Настя терпеть не могла слез, утешать не умела, чужие страдания считала проявлением слабости и сама никогда не страдала.
– Можно коллективное письмо написать, – быстро предложила она, чтобы отвлечь Нину. – Работники музея против нового директора!. Слушай, а он вчера на поминках так и не появился, да?
– Еще не хватало, – пробормотала Нина и все-таки всхлипнула. – Какие поминки!.. Его и с кладбища нужно было выгнать, не хотелось только при Анне Львовне скандал затевать.
– Странно, что она умерла. Вроде нормально себя чувствовала.
– Ничего не нормально!.. Она каждый день Сперанскому говорила, что у нее сердце не выдержит. И не выдержало!
– Слушай, а может, Сперанский напишет!
– Кому он напишет?
Настя подумала немного.
– Президенту, – выпалила она и округлила глаза. – А что? Сейчас такое время, все пишут президенту!..
– Вот зачем он в тот зал пошел, где все случилось? – И Нина с ненавистью посмотрела в сторону высоких двустворчатых дверей. – Что ему там понадобилось, а? Этот зал вообще надо закрыть на время!
Словно отвечая на это, из «того» зала показался Саша Иванушкин и тихонько, одну за другой, прикрыл обе двери.
Девушки посмотрели друг на друга, и Настя пожала плечами.

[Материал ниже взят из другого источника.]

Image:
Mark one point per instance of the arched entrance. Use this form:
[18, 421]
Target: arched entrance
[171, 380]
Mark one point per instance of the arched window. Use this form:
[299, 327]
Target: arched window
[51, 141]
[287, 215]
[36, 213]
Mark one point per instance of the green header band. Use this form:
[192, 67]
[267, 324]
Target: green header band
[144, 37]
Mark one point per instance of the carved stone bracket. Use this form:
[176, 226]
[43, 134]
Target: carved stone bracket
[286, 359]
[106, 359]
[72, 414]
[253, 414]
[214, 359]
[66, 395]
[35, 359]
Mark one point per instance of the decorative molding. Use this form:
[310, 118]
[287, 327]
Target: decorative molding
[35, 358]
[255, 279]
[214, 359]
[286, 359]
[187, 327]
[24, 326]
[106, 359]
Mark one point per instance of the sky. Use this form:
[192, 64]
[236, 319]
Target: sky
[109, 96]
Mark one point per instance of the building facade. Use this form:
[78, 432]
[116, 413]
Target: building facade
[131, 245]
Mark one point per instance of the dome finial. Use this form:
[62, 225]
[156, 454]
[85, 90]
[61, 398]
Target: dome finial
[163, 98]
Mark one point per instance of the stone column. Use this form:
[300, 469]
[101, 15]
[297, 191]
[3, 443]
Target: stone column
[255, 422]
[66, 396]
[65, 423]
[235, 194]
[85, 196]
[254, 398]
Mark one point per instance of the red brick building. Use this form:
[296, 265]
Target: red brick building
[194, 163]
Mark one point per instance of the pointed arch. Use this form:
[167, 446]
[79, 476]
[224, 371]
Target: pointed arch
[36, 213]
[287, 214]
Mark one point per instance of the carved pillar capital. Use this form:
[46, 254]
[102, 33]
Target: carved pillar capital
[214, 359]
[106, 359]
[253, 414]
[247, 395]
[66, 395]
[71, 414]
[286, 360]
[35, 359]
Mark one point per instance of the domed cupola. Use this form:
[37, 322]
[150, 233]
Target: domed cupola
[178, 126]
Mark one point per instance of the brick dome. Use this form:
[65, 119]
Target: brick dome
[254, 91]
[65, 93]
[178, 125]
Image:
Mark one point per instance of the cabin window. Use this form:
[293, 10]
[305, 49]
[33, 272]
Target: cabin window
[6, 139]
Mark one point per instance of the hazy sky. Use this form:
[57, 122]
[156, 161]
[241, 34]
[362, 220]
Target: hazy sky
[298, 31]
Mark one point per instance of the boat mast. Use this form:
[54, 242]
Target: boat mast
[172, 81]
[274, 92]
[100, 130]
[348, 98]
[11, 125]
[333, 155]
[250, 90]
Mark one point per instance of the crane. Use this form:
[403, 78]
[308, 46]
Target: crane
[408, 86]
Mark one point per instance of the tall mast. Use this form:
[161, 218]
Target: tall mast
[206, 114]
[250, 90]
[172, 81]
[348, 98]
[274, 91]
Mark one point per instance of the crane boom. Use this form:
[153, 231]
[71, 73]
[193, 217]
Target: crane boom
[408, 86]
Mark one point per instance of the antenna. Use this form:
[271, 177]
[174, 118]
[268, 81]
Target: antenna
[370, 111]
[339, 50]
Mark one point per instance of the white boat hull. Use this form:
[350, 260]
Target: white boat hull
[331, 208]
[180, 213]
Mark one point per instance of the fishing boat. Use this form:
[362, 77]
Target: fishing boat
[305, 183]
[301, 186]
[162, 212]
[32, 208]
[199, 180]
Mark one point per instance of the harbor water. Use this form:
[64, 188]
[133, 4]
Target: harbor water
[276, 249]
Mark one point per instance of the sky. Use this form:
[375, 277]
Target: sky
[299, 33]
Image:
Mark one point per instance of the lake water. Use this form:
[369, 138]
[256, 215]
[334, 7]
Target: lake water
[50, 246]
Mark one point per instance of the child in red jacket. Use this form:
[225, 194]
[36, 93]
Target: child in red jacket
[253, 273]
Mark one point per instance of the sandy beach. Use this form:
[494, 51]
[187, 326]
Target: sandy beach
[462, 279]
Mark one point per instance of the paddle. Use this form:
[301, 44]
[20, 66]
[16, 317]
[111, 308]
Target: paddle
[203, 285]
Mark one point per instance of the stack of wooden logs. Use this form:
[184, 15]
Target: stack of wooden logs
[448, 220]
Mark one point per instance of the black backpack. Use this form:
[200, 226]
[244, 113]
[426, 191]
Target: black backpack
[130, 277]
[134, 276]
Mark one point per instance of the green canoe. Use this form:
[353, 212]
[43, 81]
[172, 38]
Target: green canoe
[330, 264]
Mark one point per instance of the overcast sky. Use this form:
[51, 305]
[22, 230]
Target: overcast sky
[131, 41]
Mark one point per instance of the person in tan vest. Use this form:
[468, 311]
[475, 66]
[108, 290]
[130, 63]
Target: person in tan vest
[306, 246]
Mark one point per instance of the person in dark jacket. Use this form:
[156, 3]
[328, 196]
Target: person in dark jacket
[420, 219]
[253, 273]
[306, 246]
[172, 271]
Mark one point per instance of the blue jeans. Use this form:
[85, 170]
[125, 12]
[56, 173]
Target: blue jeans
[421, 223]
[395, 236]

Нина поднялась, осторожно подошла и приложила ухо к щели двери.
Боголюбов по ту сторону изучал портреты в овальных рамах.
– Может, вам рассказать, чьи это работы? Верхний ряд Неврев, Каменев, затем Корзухин…
Андрей Ильич перебил Сашу:
– Это давняя экспозиция? Или новая?
– Нет, нет, давняя, Андрей Ильич! Тут не все художники наши земляки, конечно, но большинство. Да я могу вам рассказать…
– Здесь ничего не трогали и не меняли?
Александр Иванушкин посмотрел на стену с интересом, как будто проверяя, меняли или нет, и пожал плечами. Он вообще любил пожимать плечами, Боголюбов это заметил.
– Не трогали и не меняли. Анна Львовна тут сама экспозицию составляла, и это было очень давно, насколько я знаю. Еще до меня. А что у вас на шее, Андрей Ильич? Ободрались?..
На шее у него была царапина такого размера, что пришлось раскопать в вещах водолазку, чтобы не сойти за повешенного, который в последнюю секунду сорвался. Боголюбов повел шеей, провел пальцем под воротником, отступил на шаг и еще посмотрел.
Скорее всего, здесь действительно ничего не трогали и не меняли.
…Она стояла вот тут, где сейчас стою я. Возле стены с портретами лениво и неохотно собиралась тянувшаяся с лестницы группа, которой надоело слушать нудную Асю, смотревшую в пол. Впрочем, когда появилась Анна Львовна со свитой, Ася взволновалась так, что у нее нос покраснел. Чего она испугалась? Старого начальства, которое должно было показывать музей новому? Или чего-то еще? Как узнать?..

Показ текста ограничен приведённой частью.